Modular research with Octopus and Hypergraph

In this post, Alexandra Freeman and Chris Hartgerink (the founders of both projects) talk about what makes their projects similar and what sets them apart, in order to better understand future work that can be done cooperatively.

Octopus and Hypergraph are both projects trying to change how researchers communicate their work. By changing the unit of publication from an entire research project to individual steps, they both try to improve reproducibility, access, and other issues in research.

In this post, Alexandra Freeman and Chris Hartgerink (the founders of both projects) talk about what makes their projects similar and what sets them apart, in order to better understand future work that can be done cooperatively.

CHJH: Alex, I’m still amazed we came up with this around the same time. I published about it in April 2018, you won an award from the Royal Society in November 2018. Why do you think ‘as you go’ research publishing has not happened before?

AF: I know - ‘micropublishing’ has been a bit of a niche interest until recently. I think that the world of academia (or at least academic science) tends to be rather conservative. Whilst researchers are used to using the internet to its full capabilities in every other part of their life, when it comes to the most fundamentally entrenched part of it, I think it’s too easy to think that ‘this is the way it’s been done forever, so this is the way that it should be done’ and also for researchers to feel powerless and that the ‘publishing system’ is something that is imposed upon them and not something they themselves can influence. I think there have been others who think like us in the past, but I feel that only now is there a bit more of a growing consensus that ‘something has to change’ and that is hopefully inspiring more people to think about and discuss increasingly radical models - like micropublishing.

AF: So my question to you now, Chris. We each have our ideas about how and why breaking up the ‘paper’ as the unit of publication is so important. What was the main factor that led you to this way of thinking?

CHJH: In 2017, the International Federation of Library Associations (IFLA) asked me to contribute to their conference session “Being open about open.” In preparation for that, I asked myself, what could the publishing system look like if we started from scratch today? Knowing what we know and with the tools available to us, this thought exercise resulted in the first steps down this road. How would a system look like that included preregistration from the start, instead of just an afterthought? How would a system look like that could preempt selective publication based on results? I started thinking about this step by step process and it crystallised that a lot of issues arise from the ‘after the fact’ nature of the article. When I found a 1998 article by an Elsevier researcher proposing something very similar, I felt like the time was more ripe now than back then.

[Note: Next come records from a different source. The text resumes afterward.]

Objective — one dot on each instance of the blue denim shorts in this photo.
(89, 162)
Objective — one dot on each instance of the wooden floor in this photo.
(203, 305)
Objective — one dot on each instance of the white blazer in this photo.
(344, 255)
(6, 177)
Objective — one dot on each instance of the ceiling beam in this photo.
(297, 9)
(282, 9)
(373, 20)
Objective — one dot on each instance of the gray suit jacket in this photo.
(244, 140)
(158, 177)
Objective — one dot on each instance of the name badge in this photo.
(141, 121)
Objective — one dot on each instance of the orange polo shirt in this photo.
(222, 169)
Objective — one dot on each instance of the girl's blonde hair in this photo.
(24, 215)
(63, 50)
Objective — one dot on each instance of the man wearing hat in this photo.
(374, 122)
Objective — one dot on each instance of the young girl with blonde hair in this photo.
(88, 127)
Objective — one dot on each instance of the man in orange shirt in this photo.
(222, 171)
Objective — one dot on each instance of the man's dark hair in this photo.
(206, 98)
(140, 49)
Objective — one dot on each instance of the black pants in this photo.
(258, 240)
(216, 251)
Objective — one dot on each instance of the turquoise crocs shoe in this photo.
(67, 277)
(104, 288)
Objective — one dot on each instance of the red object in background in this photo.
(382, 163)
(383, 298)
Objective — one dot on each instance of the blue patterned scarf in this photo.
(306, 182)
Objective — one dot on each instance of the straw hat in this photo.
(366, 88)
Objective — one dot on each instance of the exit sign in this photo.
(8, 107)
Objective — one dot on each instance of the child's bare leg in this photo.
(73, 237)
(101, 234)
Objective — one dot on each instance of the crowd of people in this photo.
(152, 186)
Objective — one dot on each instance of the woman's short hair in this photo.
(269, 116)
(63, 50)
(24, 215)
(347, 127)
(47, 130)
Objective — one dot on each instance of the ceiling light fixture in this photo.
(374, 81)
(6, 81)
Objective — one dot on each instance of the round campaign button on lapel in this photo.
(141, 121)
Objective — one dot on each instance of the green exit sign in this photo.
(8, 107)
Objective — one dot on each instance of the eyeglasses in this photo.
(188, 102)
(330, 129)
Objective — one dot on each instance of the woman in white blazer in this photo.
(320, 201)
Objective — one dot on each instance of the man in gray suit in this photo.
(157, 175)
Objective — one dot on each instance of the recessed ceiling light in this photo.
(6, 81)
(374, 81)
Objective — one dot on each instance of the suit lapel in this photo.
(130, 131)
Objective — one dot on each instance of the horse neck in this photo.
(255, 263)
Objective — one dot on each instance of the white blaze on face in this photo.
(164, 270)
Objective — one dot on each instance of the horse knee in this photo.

CHJH: I notice you call it ‘micropublishing’, where I call it ‘as you go.’ When I think of micropublications, I think of micro papers containing one specific finding, which is different. Could you expand a bit more about what you specifically understand with micropublishing and why you call it that?

AF: Oh our journeys are so similar!

So, micropublishing is a term that other people have used, and I took it to mean publishing in smaller units than a paper rather than mini-papers - but maybe I’m misunderstanding!

Although, when explaining what you and I mean by publishing in ‘smaller units’ than a paper, I sometimes say things like ‘publishing as you go’, I also think that phrase can be misleading. I want the system to enable a different kind of working, and to encourage greater specialisation within scientific research. By that I don’t mean specialisation by field, but specialisation by skill-set. The most obvious example might be statistical analysis of data, which at the moment is often done by non-specialists (and sometimes dangerously badly as a result), but it is equally true of protocol design, or data collection (think of the very specialised laboratory or field skills required in many areas of science). I think we should be encouraging people to feel they can specialise and develop top-notch skills and get full credit for their work using those skills, without needing to do everything else included within a traditional paper.

So, it is not just ‘publishing as you go’ - doing the same as you would if you were writing a traditional paper and chopping it up. Sure, you can do that, but much more excitingly, you can avoid doing that: you can instead do the bits you enjoy/excel at/have the resources for at the moment and still get all the credit you deserve for doing that work excellently. That, I think, will open up science a lot more, really make it a ‘collaborative project’ - where you can add pieces to the grand jigsaw of scientific research, collaborating with others who may live in a different place and a different time and speak a different language from you.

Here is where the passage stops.